Monday, Aug. 08, 1977

Bod and Man at Yale

"I don't know of a single department where at least one faculty member hasn't occasionally slept with a student," says Patricia Jette, assistant professor of sociology at Yale, "but this same problem exists at every university I know of." Among some participants, faculty-student sex is scarcely considered a problem, and some women's rooms at Yale even have graffiti rating various professors on their prowess. But when a professor uses threats or favoritism, the game can become a federal case.

That, at least, is the purpose of four coeds and a male classics professor who have filed a class action in U.S. District Court, New Haven, charging Yale University with sex discrimination for tolerating sexual coercion of female students by male teachers. (The classics professor claimed that his colleagues' philandering had created "an atmosphere poisoned by distrust" which had made effective teaching impossible.) The suit names two alleged faculty offenders, but not as defendants.

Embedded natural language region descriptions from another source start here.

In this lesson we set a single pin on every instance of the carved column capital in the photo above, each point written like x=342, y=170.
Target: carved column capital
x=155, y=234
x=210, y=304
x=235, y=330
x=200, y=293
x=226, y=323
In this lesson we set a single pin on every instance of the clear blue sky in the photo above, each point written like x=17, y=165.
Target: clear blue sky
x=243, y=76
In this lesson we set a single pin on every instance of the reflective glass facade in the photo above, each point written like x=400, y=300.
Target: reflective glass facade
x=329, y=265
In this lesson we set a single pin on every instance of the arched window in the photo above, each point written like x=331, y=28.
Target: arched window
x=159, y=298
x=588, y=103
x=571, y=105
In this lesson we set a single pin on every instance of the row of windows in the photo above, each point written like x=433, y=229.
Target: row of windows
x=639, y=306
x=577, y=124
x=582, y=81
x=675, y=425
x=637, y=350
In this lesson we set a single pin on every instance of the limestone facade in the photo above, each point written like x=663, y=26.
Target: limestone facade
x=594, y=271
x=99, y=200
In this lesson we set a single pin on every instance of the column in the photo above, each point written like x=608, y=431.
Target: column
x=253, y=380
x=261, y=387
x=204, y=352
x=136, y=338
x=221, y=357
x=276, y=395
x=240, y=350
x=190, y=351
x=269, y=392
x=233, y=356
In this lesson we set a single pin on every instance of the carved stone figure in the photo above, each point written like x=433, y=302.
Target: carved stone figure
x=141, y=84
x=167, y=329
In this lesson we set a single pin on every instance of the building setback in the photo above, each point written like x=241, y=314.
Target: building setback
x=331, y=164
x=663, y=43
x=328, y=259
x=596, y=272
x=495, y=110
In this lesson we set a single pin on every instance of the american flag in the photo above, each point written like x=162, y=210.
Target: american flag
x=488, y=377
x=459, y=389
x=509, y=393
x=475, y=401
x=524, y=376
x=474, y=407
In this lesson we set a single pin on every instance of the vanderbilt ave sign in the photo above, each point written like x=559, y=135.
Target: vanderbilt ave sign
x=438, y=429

Instead, the court is asked to order Yale to set up a formal grievance procedure for such complaints, complete with disciplinary authority over professors found guilty.

One plaintiff, a 22-year-old Los Angeles woman, alleged that a Yale music instructor "repeatedly made sexual advances, including coerced sexual intercourse, that were not wanted and were protested" from 1973 until her graduation this spring. As a result, she claimed she "found it impossible to continue playing the flute and abandoned her study of the instrument, thus aborting her desired professional career." Another plaintiff, a 19-year-old junior, alleged she was subjected to repeated "sexual harassment" this spring every time she visited an English professor's office to discuss term papers. Anne Simon, a Yale Law School alumna who is representing the plaintiffs, estimates that 75 such incidents occur at Yale every semester.

Jose Cabranes, Yale's attorney, denounced the suit as "reckless and obviously designed to attract maximum publicity for groundless charges." He said the university already had a system for investigating the harassment of students --but it is a system set up last year only to aid blacks, and has never been used to investigate sexual coercion charges.